Ante tal panorama y previendo una suerte no demasiado dispar a la de su amigo, Anastasio escapó de España en diciembre de 1987, apenas un mes antes de su juicio. Desde entonces y hasta la prescripción del crimen, se había mantenido en paradero desconocido al menos oficialmente, ya que con cuentagotas fueron apareciendo en prensa algunas entrevistas en las que invariablemente insistía sobre su inocencia. Tras el plazo estipulado por la justicia española, Anastasio regresó a España con una vida sólidamente construida. Aquí reside desde entonces, como un anónimo ciudadano más, ajeno al más sórdido episodio de su vida pasada.

Mas el periodista de ficción creado por Miralles y Menéndez logra dar con él y arrancarle una suerte de confesión autobiográfica que, paradójicamente, lejos de cerrar interrogantes, los deja abiertos para el lector perspicaz. ¿Mató realmente Escobedo a sus suegros? ¿Andan todavía vivitos y coleando los instigadores reales del cruel asesinato? ¿Participó Anastasio en el crimen más allá de los hechos probados que confesó y aún hoy confiesa? ¿Pudo haber hecho más la policía para el esclarecimiento del caso y no quiso? ¿Facilitó la justicia, con su laxa actuación, que Javier Anastasio huyera a Amércica? ¿Se suicidó Rafael Escobedo en el penal del Dueso o lo mataron?…

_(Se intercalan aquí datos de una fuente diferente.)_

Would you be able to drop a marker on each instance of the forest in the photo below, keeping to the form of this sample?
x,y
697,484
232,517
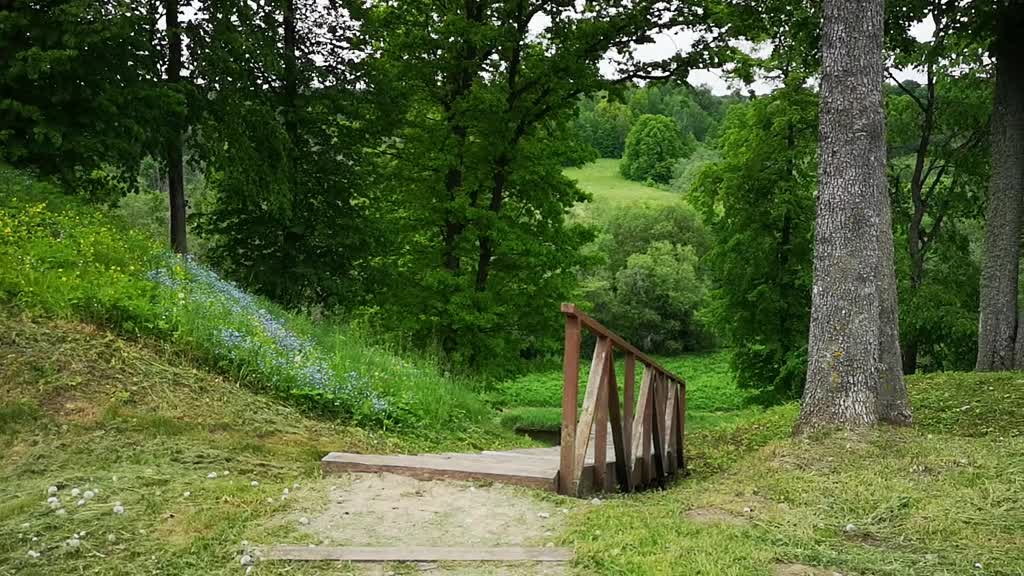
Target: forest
x,y
370,212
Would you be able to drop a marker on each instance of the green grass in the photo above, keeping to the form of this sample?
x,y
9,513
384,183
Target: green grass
x,y
602,179
712,396
940,499
64,259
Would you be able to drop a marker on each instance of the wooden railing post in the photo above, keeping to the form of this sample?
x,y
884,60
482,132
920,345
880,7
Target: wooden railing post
x,y
629,380
647,427
570,393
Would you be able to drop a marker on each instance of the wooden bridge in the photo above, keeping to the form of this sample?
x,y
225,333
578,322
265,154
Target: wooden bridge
x,y
647,429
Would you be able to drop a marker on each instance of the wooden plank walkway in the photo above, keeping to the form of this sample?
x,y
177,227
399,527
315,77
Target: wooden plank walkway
x,y
534,467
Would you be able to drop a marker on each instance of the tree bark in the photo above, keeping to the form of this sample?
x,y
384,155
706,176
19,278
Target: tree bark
x,y
997,314
291,73
175,155
849,352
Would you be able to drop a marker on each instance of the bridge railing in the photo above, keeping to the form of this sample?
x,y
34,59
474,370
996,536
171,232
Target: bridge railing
x,y
647,428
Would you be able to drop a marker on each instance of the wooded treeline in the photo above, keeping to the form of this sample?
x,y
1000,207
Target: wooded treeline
x,y
400,163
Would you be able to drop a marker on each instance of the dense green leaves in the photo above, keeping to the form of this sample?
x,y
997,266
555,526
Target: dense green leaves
x,y
652,149
759,202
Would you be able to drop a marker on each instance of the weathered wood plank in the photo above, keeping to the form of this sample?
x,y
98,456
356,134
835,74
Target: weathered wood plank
x,y
570,389
601,331
589,409
657,423
601,423
617,440
670,428
417,553
629,382
430,467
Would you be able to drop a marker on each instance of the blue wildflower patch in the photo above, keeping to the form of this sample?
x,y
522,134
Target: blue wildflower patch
x,y
259,345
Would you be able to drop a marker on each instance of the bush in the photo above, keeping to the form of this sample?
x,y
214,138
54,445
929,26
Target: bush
x,y
653,147
651,287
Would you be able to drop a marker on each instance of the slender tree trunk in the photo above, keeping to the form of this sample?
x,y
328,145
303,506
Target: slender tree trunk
x,y
175,156
894,404
997,314
291,73
848,351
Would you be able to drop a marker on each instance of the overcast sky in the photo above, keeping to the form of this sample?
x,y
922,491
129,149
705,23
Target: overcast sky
x,y
667,44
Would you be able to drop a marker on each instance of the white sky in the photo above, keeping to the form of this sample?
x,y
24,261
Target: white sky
x,y
667,44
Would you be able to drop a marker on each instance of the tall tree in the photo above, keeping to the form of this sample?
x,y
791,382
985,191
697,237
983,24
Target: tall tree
x,y
854,377
174,147
997,322
479,164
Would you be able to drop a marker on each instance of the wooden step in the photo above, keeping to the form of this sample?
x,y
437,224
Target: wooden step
x,y
417,553
538,474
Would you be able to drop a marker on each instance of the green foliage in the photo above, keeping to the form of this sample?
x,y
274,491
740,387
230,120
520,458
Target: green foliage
x,y
651,286
62,259
652,149
79,97
478,251
531,418
759,203
604,124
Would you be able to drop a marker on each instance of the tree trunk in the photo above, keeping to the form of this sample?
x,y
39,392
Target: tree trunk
x,y
997,314
852,291
175,156
894,405
291,73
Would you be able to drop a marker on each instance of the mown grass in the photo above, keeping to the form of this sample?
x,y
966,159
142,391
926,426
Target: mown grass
x,y
603,180
944,498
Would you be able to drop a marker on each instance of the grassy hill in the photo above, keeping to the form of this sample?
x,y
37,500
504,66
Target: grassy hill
x,y
143,378
602,179
141,424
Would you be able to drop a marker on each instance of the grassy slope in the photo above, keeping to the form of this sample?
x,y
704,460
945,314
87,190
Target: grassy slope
x,y
602,179
944,498
534,401
144,427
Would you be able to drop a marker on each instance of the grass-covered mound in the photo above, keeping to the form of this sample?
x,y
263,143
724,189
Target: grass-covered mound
x,y
62,259
943,498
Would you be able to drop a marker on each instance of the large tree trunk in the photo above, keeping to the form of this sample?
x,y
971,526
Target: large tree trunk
x,y
894,406
852,266
175,156
997,314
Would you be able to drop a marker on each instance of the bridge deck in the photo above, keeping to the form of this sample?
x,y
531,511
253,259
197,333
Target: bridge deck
x,y
535,467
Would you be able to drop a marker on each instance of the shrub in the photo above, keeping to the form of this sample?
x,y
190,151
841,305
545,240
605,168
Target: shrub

En este punto, he de confesar que disiento un tanto del eslogan publicitario dado al volumen por La esfera de los libros y, quizás también, por sus autores; porque ¿es verdaderamente El hombre que no fui una “novela”?  La impresión que uno tiene tras su lectura no es tanto la de encontrarse ante una obra de ficción al uso –vulgo novela- sino más bien ante un riguroso trabajo de investigación que pone en pie y confronta con la realidad los múltiples ángulos muertos que aún hoy permanecen en el caso. ¿Modestia de los autores o quizás una manera de evadir algún que otro problema legal? Puede que ambas cosas a la vez.

Lo que sí está claro es que Javier Menéndez Flores y Melchor Miralles han firmado una excelente narración: ágil, con tensión e intriga, muy bien construida y extraordinariamente escrita. Una narración que hunde sus raíces en el estudio profundo del sumario, que escudriña la mejor selección bibliográfica existente sobre el caso y que juega su principal baza en el contenido de horas y horas de intensa conversación con uno de sus testigos más principales. Una obra, en fin, más que recomendable para el público en general e indispensable para todos aquellos que sienten una especial inclinación por la historia del crimen en España.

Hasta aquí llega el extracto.